Binge drinken is een vorm van alcoholgebruik waarbij in korte tijd grote hoeveelheden alcohol genuttigd worden. In (inter)nationale wetenschappelijke literatuur wordt dit op verschillende manieren geoperationaliseerd. Het Amerikaanse National Institute on Alcohol Abuse and Alcoholism (NIAAA) spreekt van binge drinken bij alcoholgebruik waarbij de alcoholspiegel in bloed binnen 2 uur stijgt naar 0,08 g/dl. [11] De hoeveelheid alcohol die hiervoor nodig is verschilt naar geslacht, leeftijd en gewicht. In vragenlijstonderzoeken wordt binge drinken vaak geoperationaliseerd als het drinken van 4 glazen of meer per gelegenheid bij vrouwen of 6 glazen of meer per gelegenheid bij mannen. Om pragmatische redenen wordt binge drinken ook vaak geoperationaliseerd als het drinken van 5 glazen of meer per gelegenheid, ongeacht het geslacht.’Daarin wordt geen uitsluitsel gegeven over de vraag of het tijdscriterium van 2 uur daarvan onderdeel uitmaakt. Uit de conclusie van [de psychiater] blijkt dat hij de definitie heeft opgevat als het in korte tijd stijgen van de alcoholspiegel in het bloed naar 0,08 promille. Dat komt de rechtbank gelet op de definitie niet onjuist voor. Echter steunt de conclusie van [de psychiater] slechts op de alcoholanamnese van eiser en is niet aannemelijk gemaakt dat eiser dat promillage met zijn alcoholgebruik ook daadwerkelijk in korte tijd haalt.
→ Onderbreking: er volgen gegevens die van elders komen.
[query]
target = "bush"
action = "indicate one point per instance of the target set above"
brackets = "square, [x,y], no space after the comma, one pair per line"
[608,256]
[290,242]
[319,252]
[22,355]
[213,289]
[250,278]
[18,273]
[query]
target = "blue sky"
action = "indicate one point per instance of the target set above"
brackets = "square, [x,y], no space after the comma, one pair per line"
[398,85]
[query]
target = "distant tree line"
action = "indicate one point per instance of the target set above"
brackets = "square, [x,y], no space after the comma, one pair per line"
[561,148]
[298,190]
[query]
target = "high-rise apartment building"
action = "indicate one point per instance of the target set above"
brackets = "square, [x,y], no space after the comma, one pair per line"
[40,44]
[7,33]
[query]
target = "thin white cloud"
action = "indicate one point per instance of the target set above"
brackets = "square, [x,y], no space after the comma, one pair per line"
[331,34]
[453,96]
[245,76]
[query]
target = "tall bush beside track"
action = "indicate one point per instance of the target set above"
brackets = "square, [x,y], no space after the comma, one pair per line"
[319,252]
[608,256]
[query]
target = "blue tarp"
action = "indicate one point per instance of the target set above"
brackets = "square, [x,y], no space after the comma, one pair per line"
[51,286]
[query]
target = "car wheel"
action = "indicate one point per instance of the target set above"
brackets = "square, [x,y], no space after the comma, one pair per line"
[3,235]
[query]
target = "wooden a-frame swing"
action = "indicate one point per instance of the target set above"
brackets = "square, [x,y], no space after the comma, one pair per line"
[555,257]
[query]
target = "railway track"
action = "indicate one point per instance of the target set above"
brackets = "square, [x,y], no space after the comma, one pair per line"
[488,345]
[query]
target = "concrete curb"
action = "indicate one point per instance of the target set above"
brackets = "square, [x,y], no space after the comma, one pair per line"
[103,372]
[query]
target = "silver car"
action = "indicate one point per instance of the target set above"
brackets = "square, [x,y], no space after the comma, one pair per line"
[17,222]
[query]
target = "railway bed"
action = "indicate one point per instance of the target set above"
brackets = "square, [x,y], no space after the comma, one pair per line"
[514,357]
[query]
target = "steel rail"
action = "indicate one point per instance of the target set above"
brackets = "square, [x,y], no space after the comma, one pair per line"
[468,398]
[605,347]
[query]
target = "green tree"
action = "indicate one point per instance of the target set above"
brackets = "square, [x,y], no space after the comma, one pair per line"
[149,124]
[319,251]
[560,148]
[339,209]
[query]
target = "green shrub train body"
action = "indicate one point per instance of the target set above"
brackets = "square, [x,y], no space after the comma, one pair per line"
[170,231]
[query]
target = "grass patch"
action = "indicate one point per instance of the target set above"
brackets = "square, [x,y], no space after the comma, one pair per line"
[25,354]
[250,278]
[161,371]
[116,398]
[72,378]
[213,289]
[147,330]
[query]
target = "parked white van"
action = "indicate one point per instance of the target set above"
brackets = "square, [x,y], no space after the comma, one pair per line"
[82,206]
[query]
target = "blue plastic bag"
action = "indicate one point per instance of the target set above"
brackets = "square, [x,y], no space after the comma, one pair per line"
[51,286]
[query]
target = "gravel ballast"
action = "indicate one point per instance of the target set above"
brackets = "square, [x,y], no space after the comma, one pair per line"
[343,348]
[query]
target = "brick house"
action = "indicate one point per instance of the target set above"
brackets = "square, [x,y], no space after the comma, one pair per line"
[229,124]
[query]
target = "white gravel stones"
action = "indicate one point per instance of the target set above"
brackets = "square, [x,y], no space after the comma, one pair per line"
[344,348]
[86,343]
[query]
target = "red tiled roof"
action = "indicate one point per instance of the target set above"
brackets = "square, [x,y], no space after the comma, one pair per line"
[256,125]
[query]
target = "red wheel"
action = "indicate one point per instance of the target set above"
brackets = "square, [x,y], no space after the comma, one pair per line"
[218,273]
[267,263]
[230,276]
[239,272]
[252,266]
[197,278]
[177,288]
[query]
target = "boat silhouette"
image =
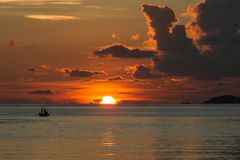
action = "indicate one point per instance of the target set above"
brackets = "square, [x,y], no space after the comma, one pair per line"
[43,113]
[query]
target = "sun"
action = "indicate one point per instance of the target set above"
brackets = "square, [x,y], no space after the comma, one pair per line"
[108,100]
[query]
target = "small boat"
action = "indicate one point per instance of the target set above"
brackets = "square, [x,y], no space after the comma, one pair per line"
[43,113]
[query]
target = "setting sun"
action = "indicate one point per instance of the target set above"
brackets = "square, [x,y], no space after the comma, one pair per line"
[108,100]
De conclusie is daarom naar het oordeel van de rechtbank niet voldoende gemotiveerd.
Conclusie en gevolgen
Beslissing
- verklaart het beroep gegrond;
- vernietigt het bestreden besluit van 9 augustus 2023;
- herroept het primaire besluit van 5 april 2023;
- bepaalt dat het CBR het griffierecht tot een bedrag van € 187,- aan eiser moet vergoeden;
- veroordeelt het CBR in de vergoeding van de kosten voor door derden beroepsmatig verleende rechtsbijstand in bezwaar tot een bedrag van € 1.248,-;
- veroordeelt het CBR in de vergoeding van de kosten voor door derden beroepsmatig verleende rechtsbijstand in beroep tot een bedrag van € 1.750,-;
mr.M.A. Jonkers, griffier, op 4 november 2024 en openbaar gemaakt door geanonimiseerde publicatie op www.rechtspraak.nl.